Speaking at the Finance Dublin Conference today, Bloom also said that as the market looks to accommodate multinational financial conglomerates, compliance regulation will similarly evolve in sophistication and companies will be forced to continually address risk and capital management practices in order to comply. “Regulated institutions have been challenged to increase the sophistication of their risk and capital management practices to achieve compliance. And they will need to continue to do this - I have no doubt that, over the next 20 years, we will see the establishment of an even more sophisticated capital market model that will accommodate large multinational financial conglomerates and more prominent capital markets. This will likely have major implications for corporate and financial governance,” said Bloom.
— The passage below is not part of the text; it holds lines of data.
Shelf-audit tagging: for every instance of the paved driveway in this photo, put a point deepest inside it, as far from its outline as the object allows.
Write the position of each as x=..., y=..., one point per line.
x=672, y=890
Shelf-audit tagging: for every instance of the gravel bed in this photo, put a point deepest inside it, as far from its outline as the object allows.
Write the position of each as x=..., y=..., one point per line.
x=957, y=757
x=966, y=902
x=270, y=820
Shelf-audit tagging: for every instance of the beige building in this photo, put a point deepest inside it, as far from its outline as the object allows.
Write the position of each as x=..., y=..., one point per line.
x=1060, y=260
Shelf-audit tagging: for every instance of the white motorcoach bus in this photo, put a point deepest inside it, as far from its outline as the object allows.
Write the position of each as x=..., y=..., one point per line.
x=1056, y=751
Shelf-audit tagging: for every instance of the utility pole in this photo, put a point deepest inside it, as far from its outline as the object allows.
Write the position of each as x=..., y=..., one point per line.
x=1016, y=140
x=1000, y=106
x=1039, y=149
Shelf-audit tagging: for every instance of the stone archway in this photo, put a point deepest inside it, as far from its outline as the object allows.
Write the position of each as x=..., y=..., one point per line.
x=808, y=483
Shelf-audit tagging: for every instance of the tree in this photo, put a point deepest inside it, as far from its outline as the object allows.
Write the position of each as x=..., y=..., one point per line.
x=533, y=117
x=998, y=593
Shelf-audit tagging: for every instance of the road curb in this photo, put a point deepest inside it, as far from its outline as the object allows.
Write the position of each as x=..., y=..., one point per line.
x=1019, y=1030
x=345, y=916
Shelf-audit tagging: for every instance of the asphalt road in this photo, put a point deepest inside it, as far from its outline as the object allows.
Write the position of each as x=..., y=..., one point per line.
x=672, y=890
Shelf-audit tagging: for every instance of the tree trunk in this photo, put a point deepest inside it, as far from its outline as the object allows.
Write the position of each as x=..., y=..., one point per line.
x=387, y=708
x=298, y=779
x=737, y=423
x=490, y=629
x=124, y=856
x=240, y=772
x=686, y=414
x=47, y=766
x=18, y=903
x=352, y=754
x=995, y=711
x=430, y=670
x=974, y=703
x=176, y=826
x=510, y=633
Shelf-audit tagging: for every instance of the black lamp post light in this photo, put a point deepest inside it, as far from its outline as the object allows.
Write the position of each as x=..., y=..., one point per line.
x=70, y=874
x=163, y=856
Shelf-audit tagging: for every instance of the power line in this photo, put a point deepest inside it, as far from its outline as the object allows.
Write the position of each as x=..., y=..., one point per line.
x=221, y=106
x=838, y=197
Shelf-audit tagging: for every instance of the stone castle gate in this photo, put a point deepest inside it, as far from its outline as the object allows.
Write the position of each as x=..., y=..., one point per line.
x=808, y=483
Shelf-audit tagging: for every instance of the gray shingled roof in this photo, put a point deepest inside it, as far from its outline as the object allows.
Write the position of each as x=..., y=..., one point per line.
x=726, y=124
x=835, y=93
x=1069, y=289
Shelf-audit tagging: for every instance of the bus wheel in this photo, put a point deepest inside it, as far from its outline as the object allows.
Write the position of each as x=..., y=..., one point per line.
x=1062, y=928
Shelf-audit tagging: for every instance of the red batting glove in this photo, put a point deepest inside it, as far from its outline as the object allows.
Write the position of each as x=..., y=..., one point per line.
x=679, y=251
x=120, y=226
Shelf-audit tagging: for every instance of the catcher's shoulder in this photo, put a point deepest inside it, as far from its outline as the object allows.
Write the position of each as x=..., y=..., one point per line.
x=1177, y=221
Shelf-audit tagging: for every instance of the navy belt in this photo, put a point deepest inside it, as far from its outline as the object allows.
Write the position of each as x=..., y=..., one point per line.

“If we turn the clock back eight years to the initial paper on Basel II, it is extraordinary how much innovation there has been with regard to risk management, risk measurement and capital management practices. I am confident that momentum will continue to build in evolving these practices. However, I do believe that it is only through a unifying financial governance framework that sustained business value will be achieved.”
He added that financial services companies will need to ‘go beyond’ compliance in order to help them stand out from the crowd.
“One way to achieve this is to move to ever-higher standards of compliance and use it as a competitive advantage in order to establish a position of trust in the marketplace. And as those ever-higher standards are upheld, organisations that may not be directly affected by the legislation—private companies, not for profit organisations—see their own need to raise standards in order to keep pace. Thus the bar is raised across the board.
“Another way—and one that does not mutually exclude the previous position—is to drive down the cost of compliance and wring as much value out of it as possible. As organisations revisit their risk and capital management practices to achieve compliance, they find that the enhanced practices can be leveraged to support capital efficiency objectives and a financial governance framework,” commented Bloom.